SAN FRANCISCO — Volcanic activity in modern-day India, not an asteroid, may have killed the dinosaurs, according to a new study.
Tens of thousands of years of lava flow from the Deccan Traps, a volcanic region near Mumbai in present-day India, may have spewed poisonous levels of sulfur and carbon dioxide into the atmosphere and caused the mass extinction through the resulting global warming and ocean acidification, the research suggests.

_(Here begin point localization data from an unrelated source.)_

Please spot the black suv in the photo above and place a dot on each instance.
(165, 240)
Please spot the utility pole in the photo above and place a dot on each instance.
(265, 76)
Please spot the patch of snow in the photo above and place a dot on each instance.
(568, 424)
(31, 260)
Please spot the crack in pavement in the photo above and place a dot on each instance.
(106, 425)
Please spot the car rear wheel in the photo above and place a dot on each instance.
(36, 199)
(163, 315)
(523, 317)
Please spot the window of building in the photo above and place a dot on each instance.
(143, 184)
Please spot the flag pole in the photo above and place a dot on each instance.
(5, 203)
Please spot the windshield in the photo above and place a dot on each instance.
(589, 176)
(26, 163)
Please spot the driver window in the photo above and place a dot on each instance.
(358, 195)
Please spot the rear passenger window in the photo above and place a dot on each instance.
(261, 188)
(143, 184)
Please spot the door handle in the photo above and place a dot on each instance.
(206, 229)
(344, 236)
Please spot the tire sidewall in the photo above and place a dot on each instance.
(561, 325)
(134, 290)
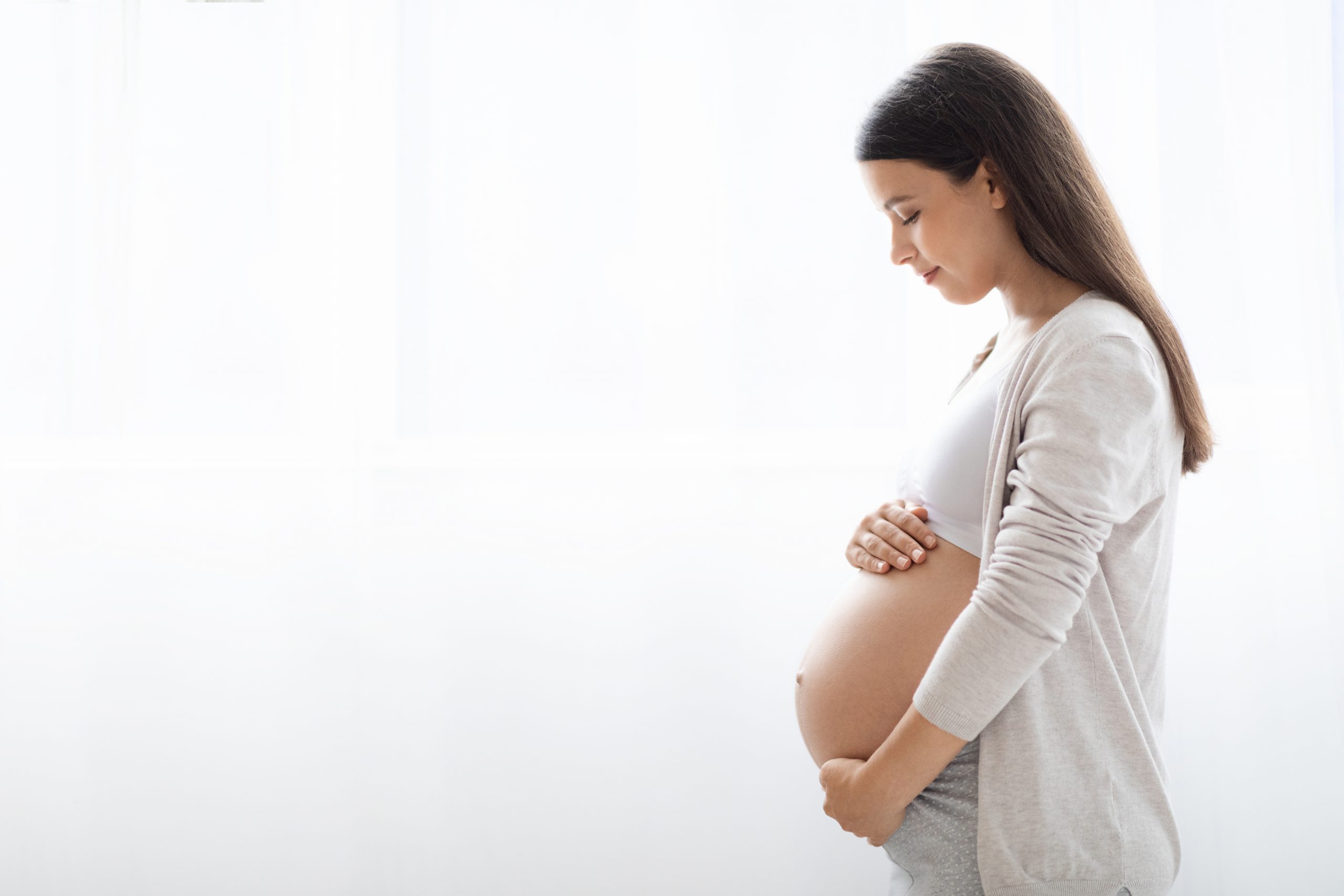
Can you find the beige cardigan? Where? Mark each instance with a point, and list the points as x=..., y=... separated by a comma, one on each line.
x=1057, y=664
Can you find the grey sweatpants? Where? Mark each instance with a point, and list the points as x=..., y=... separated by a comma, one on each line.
x=936, y=844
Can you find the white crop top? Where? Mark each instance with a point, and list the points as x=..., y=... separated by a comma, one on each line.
x=945, y=472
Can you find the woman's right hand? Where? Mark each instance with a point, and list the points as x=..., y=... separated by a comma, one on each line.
x=894, y=535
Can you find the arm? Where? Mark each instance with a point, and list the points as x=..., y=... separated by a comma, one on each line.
x=1081, y=468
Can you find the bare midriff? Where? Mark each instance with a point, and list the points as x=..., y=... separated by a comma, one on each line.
x=877, y=640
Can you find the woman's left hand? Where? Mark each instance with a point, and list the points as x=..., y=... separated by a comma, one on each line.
x=862, y=806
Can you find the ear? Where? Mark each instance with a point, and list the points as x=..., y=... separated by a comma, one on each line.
x=996, y=193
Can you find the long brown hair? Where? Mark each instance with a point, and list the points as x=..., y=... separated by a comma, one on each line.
x=963, y=102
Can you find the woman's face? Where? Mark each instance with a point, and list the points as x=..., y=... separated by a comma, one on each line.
x=965, y=233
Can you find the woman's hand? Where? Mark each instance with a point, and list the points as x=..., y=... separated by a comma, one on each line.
x=891, y=536
x=860, y=805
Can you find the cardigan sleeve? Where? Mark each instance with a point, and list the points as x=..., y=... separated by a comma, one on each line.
x=1084, y=465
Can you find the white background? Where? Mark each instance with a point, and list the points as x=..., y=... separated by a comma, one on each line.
x=430, y=431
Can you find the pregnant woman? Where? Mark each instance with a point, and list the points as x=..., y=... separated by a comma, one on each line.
x=988, y=711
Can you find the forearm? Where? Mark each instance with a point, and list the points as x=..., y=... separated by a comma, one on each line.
x=911, y=757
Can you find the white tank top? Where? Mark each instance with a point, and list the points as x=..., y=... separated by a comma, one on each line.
x=945, y=469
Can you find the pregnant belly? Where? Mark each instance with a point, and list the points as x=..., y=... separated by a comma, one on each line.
x=875, y=642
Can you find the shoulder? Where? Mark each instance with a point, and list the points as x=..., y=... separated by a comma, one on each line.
x=1097, y=320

The findings, presented Wednesday (Dec. 5) here at the annual meeting of the American Geophysical Union, are the latest volley in an ongoing debate over whether an asteroid or volcanism killed off the dinosaurs about 65 million years ago in the mass die-off known as the K-T extinction.
"Our new information calls for a reassessment of what really caused the K-T mass extinction," said Gerta Keller, a geologist at Princeton University who conducted the study.
For several years, Keller has argued that volcanic activity killed the dinosaurs.
But proponents of the Alvarez hypothesis argue that a giant meteorite impact at Chicxulub, Mexico, around 65 million years ago released toxic amounts of dust and gas into the atmosphere, blocking out the sun to cause widespread cooling, choking the dinosaurs and poisoning sea life. The meteorite may impact may also have set off volcanic activity, earthquakes and tsunamis. [Wipe Out: History's Most Mysterious Extinctions]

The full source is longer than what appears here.